I thank you for the confidence you show in me by your letter of November 12. I see no reason to accuse you of "dishonesty" and "betrayal" of the proletarian united front, as you put it, because of your membership in the SAP. I do not doubt in the least that you are quite serious about the proletarian revolution. Your critique of the Communist Party is correct However, what you are now counterposing to the Communist Party is not another, consistently revolutionary party but your own idea of such a party. The idea might be excellent, and it really isn't bad. Nevertheless the party of which you speak is yet to be created. The SAP, however, stands before the public as a rather confused organization with a leadership that is completely foreign to revolutionary Marxism and politically inadequate.

You call yourselves communists and declare your solidarity with the ideas that I represent.
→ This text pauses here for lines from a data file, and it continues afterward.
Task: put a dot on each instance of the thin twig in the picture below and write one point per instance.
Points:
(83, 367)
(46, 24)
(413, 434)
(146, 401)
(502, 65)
You set yourselves the goal of winning the SAP to true Marxist communism. Naturally, I can only welcome this goal and seek to support you in this course to the best of my ability. I would not, however, represent the SAP in its present condition to anyone as being a party but rather as a transitional formation on whose territory various tendencies are trying to recruit to themselves. Within the framework of this transitional "party," then, you, the Marxist communist elements, constitute a fraction which presents a sharply delineated platform and openly and energetically leads the fight for this platform.

I cannot approve the corollary idea you propose: that all of the oppositional communist groups join the SAP. In the first place, these various organizations have quite different tendencies and are — as you yourselves correctly say — not mass organizations, but cadres, and cadres only have value when they are quite clear and conscious about their goals. To unite with Brandlerites, ultralefts, anti-parliamentarists, etc., would be absurd.

Secondly, the German Communist Party has behind it millions of workers. Quite obviously you underestimate this fact One can influence these workers, especially now, when the questions are being posed in their sharpest form by the events themselves. The Communist Left Opposition (Bolshevik-Leninists), though excluded from the party, regards itself as a component of the Communist Party and tries in every way possible to influence its proletarian membership. Clearly it would render this task immeasurably more difficult for itself by suddenly going over to the SAP. No, there can be no talk of this. It's also excluded that the Communist Left Opposition enter into any connections with the SAP without the Communist Party also participating. However, the Left Opposition can establish quite close and friendly relations with the communist fraction of the SAP on the basis of common ideas, provided that it turns out that such really exist, without setting up any organizational structures too hastily.

Do you have any kind of relationship with the Left Opposition? Do you receive their literature?

I shall follow the further developments with great interest and will be very grateful if you keep me up to date.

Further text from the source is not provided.